Before Charles became King, he was Prince of Wales. Charles’ approach to the role has been to serve Wales and to promote Welsh life. But what impact has he had on the country, and what impression did the Welsh leave on him? Huw Thomas, Business Correspondent at BBC Wales and author of Charles: The King and Wales, discusses the role and the man. He is interviewed by Welsh broadcasting legend Roy Noble of Aberdare, OBE and former Vice Lord Lieutenant of Mid Glamorgan.

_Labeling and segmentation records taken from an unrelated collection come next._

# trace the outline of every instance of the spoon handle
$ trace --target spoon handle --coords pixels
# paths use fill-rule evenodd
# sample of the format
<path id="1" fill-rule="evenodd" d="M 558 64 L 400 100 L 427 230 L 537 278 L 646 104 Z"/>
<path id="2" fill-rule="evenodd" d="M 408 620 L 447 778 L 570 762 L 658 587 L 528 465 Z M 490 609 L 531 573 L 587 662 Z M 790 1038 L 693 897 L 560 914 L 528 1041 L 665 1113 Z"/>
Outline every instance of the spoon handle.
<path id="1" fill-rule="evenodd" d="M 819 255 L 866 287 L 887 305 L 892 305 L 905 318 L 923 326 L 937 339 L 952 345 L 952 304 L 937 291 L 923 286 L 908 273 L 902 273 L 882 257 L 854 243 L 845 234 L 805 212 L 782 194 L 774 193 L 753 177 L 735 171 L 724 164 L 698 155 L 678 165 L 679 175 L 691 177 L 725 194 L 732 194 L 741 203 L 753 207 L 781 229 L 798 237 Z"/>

Divorced, beheaded, died. Divorced, beheaded, survived. Alison Weir’s Six Tudor Queens series covered the lives, loves and deaths of Henry VIII’s wives; now, she turns her attention to the monarch himself in her newest book. The novel recounts Prince Harry’s life as a second son, and his ascendance to the throne when his older brother dies an untimely death. Weir discusses her most ambitious Tudor novel yet, which reveals the captivating story of a man who was by turns brilliant, romantic, and ruthless, and was undoubtedly a king who changed England forever.
Fleeing war, economic difficulties, the effects of climate change and more, contemporary refugees and migrants get a bad press in the UK, yet society commemorates historic refugees, celebrating their successes and their contributions to all aspects of life. Andrea Hammel explores comparisons between refugees and migrants who arrived at different times during the 20th and 21st century and looks at what we can learn from history about overcoming the challenges our society and the migrants and refugees face. Hammel is reader in the modern languages department and director of the Centre for the Movement of People at Aberystwyth University.